La Corte di cassazione ha accolto le doglianze di tre contribuenti avverso la decisione di merito che aveva confermato una cartella esattoriale con cui era stato richiesto loro il pagamento di circa 28mila euro di interessi liquidati a seguito di una sentenza emessa dalla Ctp di Varese e relativi all’imposta di successione.

I tre avevano impugnato la cartella lamentando che la cartella fosse da considerarsi priva di motivazione in quanto mancava qualsiasi riferimento al tasso e alla decorrenza degli interessi stessi.

Mentre la Ctp aveva accolto il loro ricorso, la Commissione di secondo grado, in sede di appello, aveva ribaltato la decisione aderendo alle deduzioni dell’Agenzia delle entrate.
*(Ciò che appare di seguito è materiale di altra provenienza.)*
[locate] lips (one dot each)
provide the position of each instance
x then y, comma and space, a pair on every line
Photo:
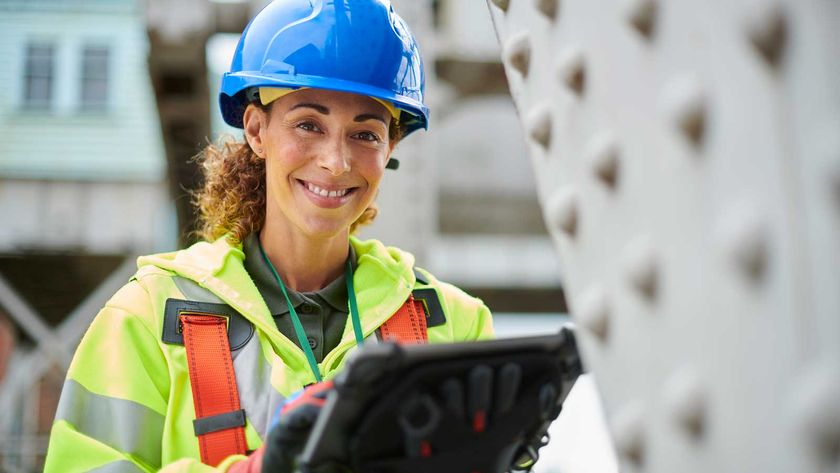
326, 192
327, 196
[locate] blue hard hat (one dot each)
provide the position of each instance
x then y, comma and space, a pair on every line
359, 46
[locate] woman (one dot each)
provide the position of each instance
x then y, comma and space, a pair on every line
323, 92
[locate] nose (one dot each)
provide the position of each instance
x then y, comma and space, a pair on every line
335, 158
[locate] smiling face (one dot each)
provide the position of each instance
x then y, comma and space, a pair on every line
325, 154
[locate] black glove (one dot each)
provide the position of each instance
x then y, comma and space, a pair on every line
288, 434
292, 427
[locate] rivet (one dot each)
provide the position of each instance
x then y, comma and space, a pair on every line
745, 239
686, 102
518, 54
816, 408
593, 312
539, 126
642, 16
767, 32
686, 403
502, 4
563, 208
603, 156
642, 267
572, 70
628, 433
548, 7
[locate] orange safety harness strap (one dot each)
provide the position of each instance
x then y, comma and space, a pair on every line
219, 421
407, 325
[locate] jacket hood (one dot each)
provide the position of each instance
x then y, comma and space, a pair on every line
204, 260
Per quest’ultima, in particolare, anche se la cartella faceva riferimento alla sola sentenza, i contribuenti erano stati messi in condizione di contestare la pretesa tributaria sia perché l’amministrazione finanziaria aveva inviato un fax, prima dell’emissione della cartella, con l’informazione dello sgravio parziale della cartella inerente l’imposta di successione e dell’iscrizione a ruolo della residua somma dovuta per interessi, sia perché l’Ufficio, costituendosi in giudizio, aveva chiarito quali fossero i termini del calcolo.

Cassazione: atto con motivazione congrua, sufficiente ed intellegibile

Statuizione, quest’ultima, ribaltata dalla Sezione tributaria della Corte di cassazione.

Questa, nella sentenza n. 9799 del 19 aprile 2017, ha dapprima ricordato come la cartella esattoriale, quando non sia stata proceduta da un avviso di accertamento, debba essere motivata in modo congruo, sufficiente ed intellegibile.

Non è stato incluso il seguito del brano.